En plus de prier pour que les bergers deviennent de bons bergers, vous avez aussi un rôle.
-Il y a forcément interaction entre les bergers et les brebis. Ce qui veut dire que, pour une part, ce sont les bonnes brebis qui font les bons bergers. Un berger qui se retrouve dans une communauté affadie et sans élan risque bien de perdre peu à peu son enthousiasme. Un berger qui n’est pas considéré ou qui à l’inverse est idolâtré risque aussi de connaître quelques dérapages incontrôlés ! Oui, pour une part, ce sont les bonnes brebis qui font les bons bergers.

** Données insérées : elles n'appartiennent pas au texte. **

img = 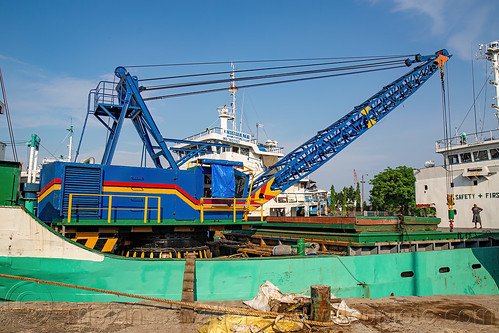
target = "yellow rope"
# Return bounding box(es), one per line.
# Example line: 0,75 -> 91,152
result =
0,273 -> 337,327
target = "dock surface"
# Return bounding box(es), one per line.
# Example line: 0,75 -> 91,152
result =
1,295 -> 497,332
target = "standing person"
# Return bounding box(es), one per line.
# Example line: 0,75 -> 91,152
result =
472,204 -> 483,229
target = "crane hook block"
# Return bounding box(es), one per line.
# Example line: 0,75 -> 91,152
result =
115,66 -> 127,79
446,194 -> 454,209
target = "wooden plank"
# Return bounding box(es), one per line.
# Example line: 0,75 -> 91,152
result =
180,253 -> 196,323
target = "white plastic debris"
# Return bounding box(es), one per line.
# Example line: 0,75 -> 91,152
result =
244,281 -> 367,327
243,281 -> 309,312
331,300 -> 363,324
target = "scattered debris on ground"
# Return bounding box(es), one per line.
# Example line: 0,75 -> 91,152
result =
0,295 -> 497,332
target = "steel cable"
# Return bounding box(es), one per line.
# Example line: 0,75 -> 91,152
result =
139,55 -> 412,82
125,54 -> 415,68
143,59 -> 406,91
0,67 -> 18,162
144,64 -> 406,101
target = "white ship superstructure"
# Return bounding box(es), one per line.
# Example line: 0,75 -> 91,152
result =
174,104 -> 283,173
415,40 -> 499,229
263,177 -> 329,217
415,130 -> 499,228
173,68 -> 329,217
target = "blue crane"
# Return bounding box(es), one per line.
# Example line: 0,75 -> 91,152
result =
75,50 -> 450,204
75,67 -> 229,169
250,50 -> 450,200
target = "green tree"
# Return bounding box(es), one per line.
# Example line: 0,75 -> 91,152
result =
355,182 -> 361,211
330,183 -> 364,216
329,184 -> 337,214
345,186 -> 355,212
369,166 -> 415,215
335,190 -> 346,215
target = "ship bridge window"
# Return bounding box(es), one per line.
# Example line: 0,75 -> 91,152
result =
460,152 -> 472,163
473,150 -> 488,162
490,148 -> 499,160
448,154 -> 459,165
241,148 -> 250,156
270,208 -> 286,216
277,196 -> 288,203
232,147 -> 239,153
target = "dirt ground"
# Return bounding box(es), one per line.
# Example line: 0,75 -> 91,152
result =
0,295 -> 497,333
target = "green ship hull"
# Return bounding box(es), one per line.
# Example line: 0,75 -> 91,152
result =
1,247 -> 498,302
0,206 -> 497,302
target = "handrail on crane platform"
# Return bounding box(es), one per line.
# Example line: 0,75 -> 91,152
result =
199,197 -> 263,223
67,193 -> 161,224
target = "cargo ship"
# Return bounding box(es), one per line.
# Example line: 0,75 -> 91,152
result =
415,41 -> 499,230
0,48 -> 497,303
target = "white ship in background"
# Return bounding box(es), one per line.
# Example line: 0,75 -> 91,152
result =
415,40 -> 499,229
173,68 -> 329,217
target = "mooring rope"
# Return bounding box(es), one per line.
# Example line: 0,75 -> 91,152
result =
0,273 -> 342,327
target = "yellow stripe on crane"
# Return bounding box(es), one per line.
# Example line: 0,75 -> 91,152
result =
360,106 -> 370,115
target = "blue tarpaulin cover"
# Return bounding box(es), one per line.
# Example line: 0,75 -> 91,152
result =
211,164 -> 235,198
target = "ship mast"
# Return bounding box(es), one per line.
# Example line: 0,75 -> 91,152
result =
67,123 -> 73,162
217,64 -> 238,132
479,41 -> 499,128
229,63 -> 238,131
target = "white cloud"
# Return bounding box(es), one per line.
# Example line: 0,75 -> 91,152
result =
386,0 -> 497,60
9,75 -> 94,129
392,0 -> 447,34
445,5 -> 490,59
0,54 -> 29,66
0,58 -> 107,165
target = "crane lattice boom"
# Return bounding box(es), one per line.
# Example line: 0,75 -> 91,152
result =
250,50 -> 450,199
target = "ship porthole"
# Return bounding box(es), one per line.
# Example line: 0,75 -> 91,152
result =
401,271 -> 414,278
439,267 -> 450,273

-Vous avez aussi un rôle à jouer en osant, avec le plus de charité possible, reprendre un berger qui s’égare. Rappelez-vous Catherine de Sienne, cette semaine, je vous lisais l’extrait de sa lettre dans laquelle elle faisait deux reproches très précis au pape. Elle ne manquait ni de charité, ni de respect puisqu’elle l’appelait « notre doux Christ sur la terre » mais elle a dit ce qu’elle devait dire. Il y a parfois, dans les communautés chrétiennes, des silences coupables de laïcs qui voient et ne disent pas. Le drame, c’est que lorsqu’ils disent, ils ne sont pas toujours entendus ni par le prêtre lui-même, ni par ceux qui autorité sur lui. Ces dysfonctionnements ne doivent pourtant pas nous décourager d’oser la correction fraternelle. On réfléchit beaucoup à la paternité dans les foyers et c’est nécessaire, mais que cette réflexion n’occulte pas la nécessaire réflexion sur la fraternité entre pères et membres.